The letter, sent Friday, was signed by CBC chairwoman Barbara Lee (D-Calif.), Rep. Donna Christensen (D-V.I.) and Rep. Danny Davis (D-Ill.)

The CBC position squares with that of the Congressional Progressive Caucus, who on Friday called for an expansive, Medicare-based public plan that is "available to all individuals and employers."

But earlier last week, the conservative Blue Dog coalition issued guiding principles that said a public plan should be a last-resort if private insurers are unable to contain costs and provide coverage. The group of 51 conservative Democrats stressed that it wasn't endorsing the inclusion of a public plan, and is "concerned" about a Medicare-like option.

The CBC and the Progressive Caucus share many members. Only two Blue Dogs are members of the CBC.

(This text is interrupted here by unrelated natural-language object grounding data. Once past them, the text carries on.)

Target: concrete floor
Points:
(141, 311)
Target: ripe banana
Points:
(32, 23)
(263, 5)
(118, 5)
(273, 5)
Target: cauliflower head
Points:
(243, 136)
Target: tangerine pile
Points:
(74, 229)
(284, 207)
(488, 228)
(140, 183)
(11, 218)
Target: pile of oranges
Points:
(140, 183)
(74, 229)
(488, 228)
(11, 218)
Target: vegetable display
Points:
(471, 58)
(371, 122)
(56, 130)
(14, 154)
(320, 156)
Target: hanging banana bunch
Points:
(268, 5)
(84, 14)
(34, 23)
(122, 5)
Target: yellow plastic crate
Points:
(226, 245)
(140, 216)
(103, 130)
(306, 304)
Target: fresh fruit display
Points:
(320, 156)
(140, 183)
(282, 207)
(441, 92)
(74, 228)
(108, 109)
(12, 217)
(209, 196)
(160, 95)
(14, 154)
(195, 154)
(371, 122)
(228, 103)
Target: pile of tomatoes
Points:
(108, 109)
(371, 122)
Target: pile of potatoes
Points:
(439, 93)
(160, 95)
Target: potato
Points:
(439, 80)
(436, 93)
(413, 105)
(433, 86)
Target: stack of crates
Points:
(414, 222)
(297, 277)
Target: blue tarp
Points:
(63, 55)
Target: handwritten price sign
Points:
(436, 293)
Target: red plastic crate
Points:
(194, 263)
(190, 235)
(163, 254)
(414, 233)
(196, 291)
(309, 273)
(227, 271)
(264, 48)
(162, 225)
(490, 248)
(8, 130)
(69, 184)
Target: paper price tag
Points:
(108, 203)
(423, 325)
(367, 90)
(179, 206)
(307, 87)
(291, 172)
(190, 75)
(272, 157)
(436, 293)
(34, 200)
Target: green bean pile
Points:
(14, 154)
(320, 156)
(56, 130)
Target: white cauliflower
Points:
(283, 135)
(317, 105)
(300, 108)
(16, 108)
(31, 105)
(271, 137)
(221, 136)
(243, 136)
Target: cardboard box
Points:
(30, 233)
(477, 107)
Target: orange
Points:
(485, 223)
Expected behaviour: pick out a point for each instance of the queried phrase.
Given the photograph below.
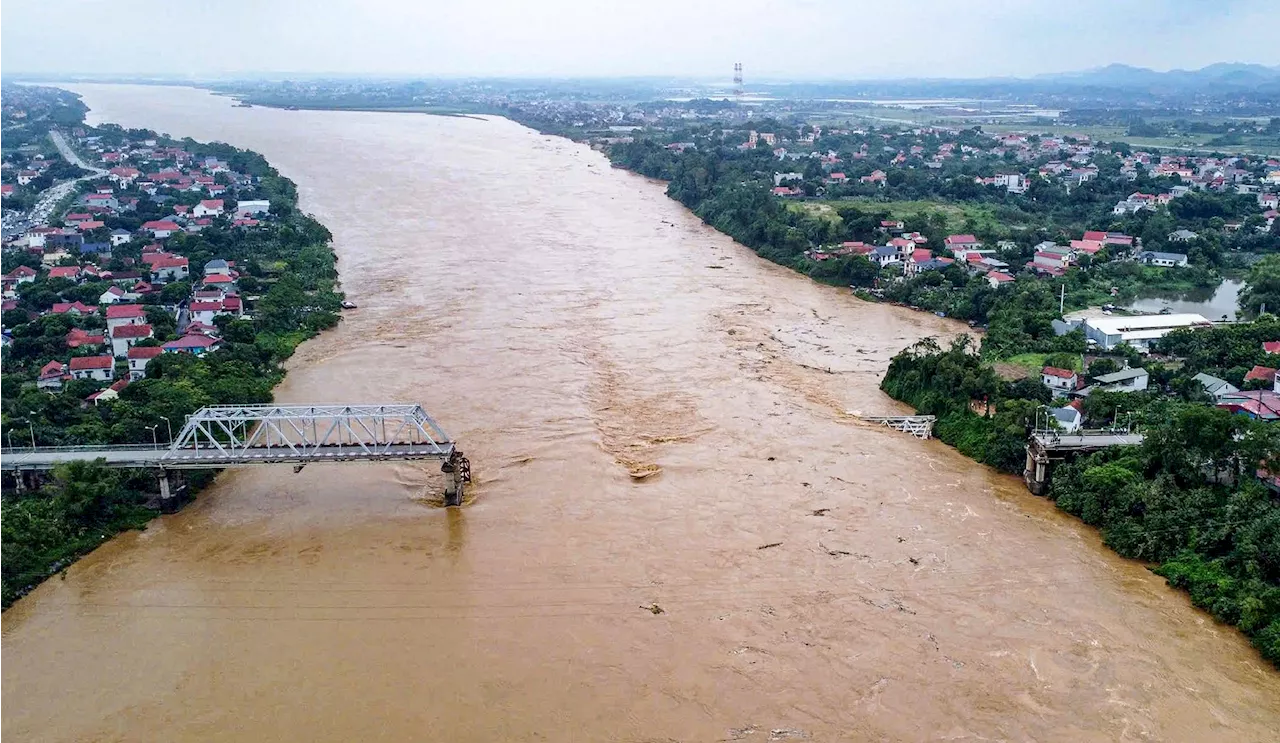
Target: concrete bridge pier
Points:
(170, 487)
(26, 479)
(458, 470)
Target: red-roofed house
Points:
(97, 368)
(72, 309)
(1059, 379)
(110, 296)
(999, 278)
(1050, 260)
(78, 337)
(161, 228)
(220, 281)
(51, 377)
(1261, 374)
(124, 337)
(195, 345)
(167, 268)
(67, 272)
(209, 208)
(1086, 246)
(961, 242)
(109, 393)
(138, 359)
(119, 315)
(22, 274)
(1258, 404)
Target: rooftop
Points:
(1116, 324)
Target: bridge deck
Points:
(1086, 441)
(44, 459)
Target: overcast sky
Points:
(773, 39)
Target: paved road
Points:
(51, 196)
(71, 155)
(145, 456)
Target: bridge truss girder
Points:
(305, 433)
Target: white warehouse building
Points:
(1138, 331)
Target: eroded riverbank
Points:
(562, 320)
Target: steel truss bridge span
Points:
(298, 434)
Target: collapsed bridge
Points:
(300, 434)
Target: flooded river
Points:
(571, 326)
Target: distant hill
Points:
(1123, 76)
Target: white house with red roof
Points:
(138, 359)
(74, 309)
(161, 228)
(961, 244)
(19, 276)
(51, 377)
(124, 337)
(67, 272)
(109, 393)
(999, 278)
(119, 315)
(96, 368)
(77, 337)
(252, 208)
(167, 267)
(196, 345)
(220, 281)
(123, 177)
(1059, 379)
(103, 201)
(112, 296)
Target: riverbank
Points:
(284, 276)
(1221, 579)
(1188, 502)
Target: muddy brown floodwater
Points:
(571, 327)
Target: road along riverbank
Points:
(814, 575)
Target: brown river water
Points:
(572, 326)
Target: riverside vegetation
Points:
(287, 269)
(1185, 501)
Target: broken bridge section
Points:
(228, 436)
(260, 434)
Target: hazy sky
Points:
(775, 39)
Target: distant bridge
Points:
(918, 425)
(298, 434)
(1047, 447)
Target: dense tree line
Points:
(1187, 501)
(288, 272)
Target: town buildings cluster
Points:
(122, 233)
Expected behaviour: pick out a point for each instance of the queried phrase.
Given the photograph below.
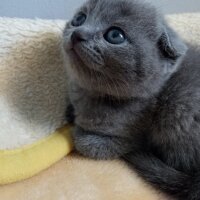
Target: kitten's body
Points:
(141, 103)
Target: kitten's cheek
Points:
(67, 44)
(94, 146)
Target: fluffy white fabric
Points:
(33, 88)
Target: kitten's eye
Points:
(79, 19)
(115, 36)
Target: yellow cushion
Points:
(20, 164)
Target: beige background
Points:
(63, 9)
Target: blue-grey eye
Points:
(79, 19)
(115, 36)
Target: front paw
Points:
(98, 145)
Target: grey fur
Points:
(140, 99)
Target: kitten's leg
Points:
(163, 177)
(98, 145)
(70, 116)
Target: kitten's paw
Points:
(70, 114)
(97, 145)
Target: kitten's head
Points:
(121, 48)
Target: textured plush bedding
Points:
(33, 98)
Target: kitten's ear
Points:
(172, 49)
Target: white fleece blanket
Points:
(33, 88)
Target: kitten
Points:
(135, 89)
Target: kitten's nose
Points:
(80, 35)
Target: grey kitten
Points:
(135, 91)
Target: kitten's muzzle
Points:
(80, 35)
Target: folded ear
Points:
(172, 49)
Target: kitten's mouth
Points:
(87, 57)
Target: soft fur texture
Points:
(33, 89)
(135, 88)
(98, 180)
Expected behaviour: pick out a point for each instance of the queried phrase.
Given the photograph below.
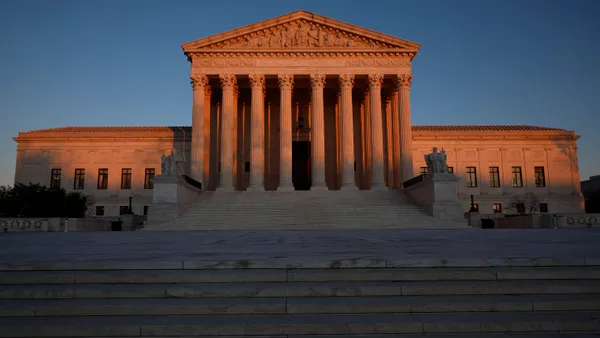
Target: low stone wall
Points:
(578, 220)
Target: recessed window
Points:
(471, 177)
(103, 178)
(497, 207)
(79, 180)
(99, 210)
(149, 178)
(540, 177)
(494, 177)
(126, 178)
(55, 178)
(517, 177)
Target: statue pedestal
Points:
(438, 194)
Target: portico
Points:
(261, 90)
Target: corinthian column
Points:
(375, 82)
(403, 82)
(286, 83)
(200, 84)
(346, 82)
(317, 82)
(257, 123)
(228, 83)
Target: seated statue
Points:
(436, 162)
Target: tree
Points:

The CBC is joining with the Congressional Hispanic Caucus and the Congressional Asian Pacific American Caucus in a news conference Tuesday that will call for the health care overhaul to address racial disparities.

The three caucuses, commonly called the TriCaucus, will also announce that they're pushing for a public system that includes mental and dental benefits; strengthening the Office of Minority Health within the Department of Health and Human Services; progress on cultural and linguistic concerns such as credentialing for medical translators; and the inclusion of racial and ethnic diversity in clinical trials to discover effects on a broad range of groups.